In keeping with this spirit, we’ve also seen a number of reports this week that may not have gotten as much attention as corporate earnings but shed some light on the potentially larger story about steps companies are taking behind the scenes that could be impactful.
First is the latest benchmark from Climate Action 100+, which indicates companies continue to make progress on net zero commitments, though they’re falling short on credible plans showing how goals will be achieved. Then there’s a survey which found 72% of companies are setting science-based net zero emissions targets — triple the number from last year. What also caught our eye in this survey: a quarter say they won’t publicize those targets. Some call this “green hushing” but the lack of disclosure highlights concerns of backlash (likely from multiple stakeholders).

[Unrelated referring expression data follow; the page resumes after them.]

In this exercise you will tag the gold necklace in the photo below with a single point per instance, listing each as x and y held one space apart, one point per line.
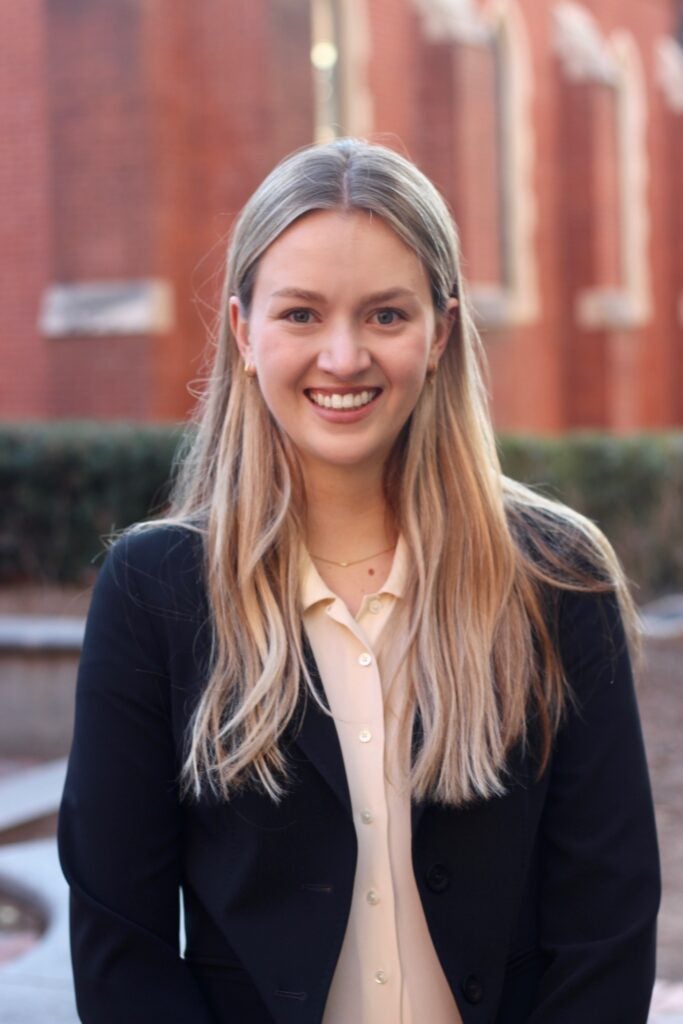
345 565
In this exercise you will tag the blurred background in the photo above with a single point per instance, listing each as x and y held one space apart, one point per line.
132 131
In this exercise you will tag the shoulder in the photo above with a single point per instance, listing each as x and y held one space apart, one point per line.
158 566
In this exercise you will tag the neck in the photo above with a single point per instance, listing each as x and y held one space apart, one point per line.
347 517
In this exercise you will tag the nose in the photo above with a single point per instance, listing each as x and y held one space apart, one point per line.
343 353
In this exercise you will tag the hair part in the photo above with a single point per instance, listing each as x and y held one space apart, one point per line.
477 638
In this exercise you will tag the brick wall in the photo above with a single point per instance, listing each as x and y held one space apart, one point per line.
25 238
136 135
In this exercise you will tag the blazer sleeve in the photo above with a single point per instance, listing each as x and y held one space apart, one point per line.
120 826
599 860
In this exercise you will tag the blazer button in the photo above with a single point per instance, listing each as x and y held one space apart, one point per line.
438 878
472 989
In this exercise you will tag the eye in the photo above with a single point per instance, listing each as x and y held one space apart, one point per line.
299 316
388 316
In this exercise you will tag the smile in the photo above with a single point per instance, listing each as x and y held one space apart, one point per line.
343 399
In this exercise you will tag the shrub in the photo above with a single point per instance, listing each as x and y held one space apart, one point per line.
66 486
631 486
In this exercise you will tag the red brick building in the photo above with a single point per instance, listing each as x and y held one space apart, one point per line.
133 131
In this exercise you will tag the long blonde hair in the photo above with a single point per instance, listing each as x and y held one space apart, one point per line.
485 553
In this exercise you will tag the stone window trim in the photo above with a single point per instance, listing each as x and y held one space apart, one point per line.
500 24
614 61
345 28
107 308
669 61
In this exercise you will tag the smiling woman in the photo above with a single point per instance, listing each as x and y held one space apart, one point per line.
363 700
341 355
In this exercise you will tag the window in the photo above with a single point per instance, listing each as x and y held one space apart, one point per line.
491 153
339 56
605 120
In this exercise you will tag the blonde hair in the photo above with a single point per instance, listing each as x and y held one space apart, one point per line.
485 553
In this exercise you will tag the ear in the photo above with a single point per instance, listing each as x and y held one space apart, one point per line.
240 328
442 332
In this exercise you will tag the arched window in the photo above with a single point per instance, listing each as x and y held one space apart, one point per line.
339 56
605 122
491 151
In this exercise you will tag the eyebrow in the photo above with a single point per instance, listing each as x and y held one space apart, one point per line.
390 295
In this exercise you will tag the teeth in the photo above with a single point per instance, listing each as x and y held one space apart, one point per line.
347 400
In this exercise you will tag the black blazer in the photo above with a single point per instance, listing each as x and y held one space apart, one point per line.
541 903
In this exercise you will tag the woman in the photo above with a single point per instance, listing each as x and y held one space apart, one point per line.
366 702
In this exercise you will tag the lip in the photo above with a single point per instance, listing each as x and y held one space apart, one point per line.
343 415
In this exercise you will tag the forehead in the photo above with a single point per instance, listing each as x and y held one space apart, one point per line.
340 248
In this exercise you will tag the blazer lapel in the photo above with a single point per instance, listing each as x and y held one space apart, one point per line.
316 735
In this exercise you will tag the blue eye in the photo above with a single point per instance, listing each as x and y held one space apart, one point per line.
299 315
388 317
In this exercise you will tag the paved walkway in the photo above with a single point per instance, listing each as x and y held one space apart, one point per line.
36 988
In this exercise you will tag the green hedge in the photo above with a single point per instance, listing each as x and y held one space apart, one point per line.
65 486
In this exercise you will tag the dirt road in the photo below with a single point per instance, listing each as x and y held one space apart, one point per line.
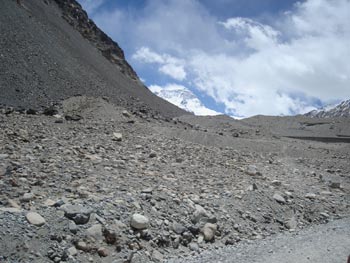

Meanwhile, a KPMG survey found that 96% of the world’s 250 largest companies report on sustainability or ESG — a huge increase from the 35% who did so in 1999. It reminds us that progress takes time, of the key role data plays in driving companies to count what matters and to set (and hopefully hit) targets and the role innovators have played in creating solutions and bringing products to market that companies can embrace.
We hope these new resources (and some distance from all the financial news) will help guide you on your values-aligned investing journey.
News you can use
- The world is making progress in the fight against climate change. Bloomberg highlights 10 developments to celebrate, from fin whales returning to Antarctica to India scaling its green hydrogen production capacity. Cheers to that. 🍾
- Remote work is boosting opportunities for adults with disabilities — and maybe a fueling baby boom, too. Labor force participation for people with disabilities reached 23.3% in November last year — the highest it's been since 2008 — and is currently 23.2%. And in a completely unrelated development, new research suggests that increased workplace flexibility may be one driving force behind a mini baby boom in the US in 2021. Want to know what companies are setting the bar in these areas? Check out DiversityInc’s Top Companies for People with Disabilities and the Forbes Top 100 Companies for Remote Jobs.
- Stocks jump when companies hire Black CEOs. A new study found that a medium-sized firm saw a 3.1% increase in market capitalization within three days of announcing the appointment of a Black CEO. One likely reason for favorable investor reactions? Researchers say Black executives who make it to the top typically have stronger resumes than their white counterparts.